Failures in the Deep Learning Approach: Architectures and Meta-Parameterization

2017 Mar 26

[](http://flavioclesio.com/wp-content/uploads/2017/03/arc.jpg) The biggest challenge currently faced by the industry regarding Deep Learning is undoubtedly in the computational aspect, where the entire market is absorbing cloud services for increasingly complex calculations as well as investing in GPU computing power. However, even with hardware today being a commodity, academia is solving a problem that can revolutionize how Deep Learning is done, which is in the architectural/parameterization aspect. This comment from a thread says a lot about this problem, where the user states:

“The main problem I see with Deep Learning: too many parameters.

When you have to find the best value for the parameters, that’s a gradient search by itself. The curse of meta-dimensionality.”
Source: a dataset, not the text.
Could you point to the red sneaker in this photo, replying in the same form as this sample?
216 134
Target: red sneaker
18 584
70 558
In other words, even with all the hardware availability, the question of what is the best architectural arrangement for a deep neural network? is still not resolved. This paper by Shai Shalev-Shwartz, Ohad Shamir, and Shaked Shammah called “Failures of Deep Learning” exposes this problem quite richly, including experiments (this is the Git repository). The authors state that the failure points of Deep Learning networks are a) lack of gradient-based methods for parameter optimization, b) structural problems in Deep Learning algorithms in problem decomposition, c) architecture, and d) saturation of activation functions. In other words, what might be happening in a large part of Deep Learning applications is that the convergence time could be much shorter if these aspects were already resolved. With this resolved, a large part of what we know today as the hardware industry for Deep Learning networks would either be extremely underutilized (i.e., given that there will be an improvement from the architectural/algorithmic optimization point of view) or could be used for more complex tasks (e.g., like image recognition with a low number of pixels). Thus, even by adopting a hardware-based methodology as the industry has been doing, there is still much room for optimization regarding Deep Learning networks from an architectural and algorithmic perspective. Below is a list of references directly from Stack Exchange for those who want to delve deeper into the subject: Neuro-Evolutionary Algorithms

Zaremba, Wojciech. Ilya Sutskever. Rafal Jozefowicz “An empirical exploration of recurrent network architectures.” (2015): used evolutionary computation to find optimal RNN structures.
Franck Dernoncourt. “The medial Reticular Formation: a neural substrate for action selection? An evaluation via evolutionary computation.”. Master’s Thesis. École Normale Supérieure Ulm. 2011.
Bayer, Justin, Daan Wierstra, Julian Togelius, and Jürgen Schmidhuber. “Evolving memory cell structures for sequence learning.” In International Conference on Artificial Neural Networks, pp. 755-764. Springer Berlin Heidelberg, 2009.: used evolutionary computation to find optimal RNN structures.

Reinforcement Learning:

Jose M Alvarez, Mathieu Salzmann. Learning the Number of Neurons in Deep Networks. NIPS 2016. https://arxiv.org/abs/1611.06321
Bowen Baker, Otkrist Gupta, Nikhil Naik, Ramesh Raskar. Designing Neural Network Architectures using Reinforcement Learning. https://arxiv.org/abs/1611.02167
Barret Zoph, Quoc V. Le. Neural Architecture Search with Reinforcement Learning. https://arxiv.org/abs/1611.01578

Miscellaneous:

Marcin Andrychowicz, Misha Denil, Sergio Gomez, Matthew W. Hoffman, David Pfau, Tom Schaul, Brendan Shillingford, Nando de Freitas. Learning to learn by gradient descent by gradient descent. https://arxiv.org/abs/1606.04474
Franck Dernoncourt, Ji Young Lee Optimizing Neural Network Hyperparameters with Gaussian Processes for Dialog Act Classification, IEEE SLT 2016.
Cortes, Corinna, Xavi Gonzalvo, Vitaly Kuznetsov, Mehryar Mohri, and Scott Yang. “AdaNet: Adaptive Structural Learning of Artificial Neural Networks.” arXiv preprint arXiv:1607.01097 (2016). https://arxiv.org/abs/1607.01097 : Approach that learns both the structure of the network as well as its weights.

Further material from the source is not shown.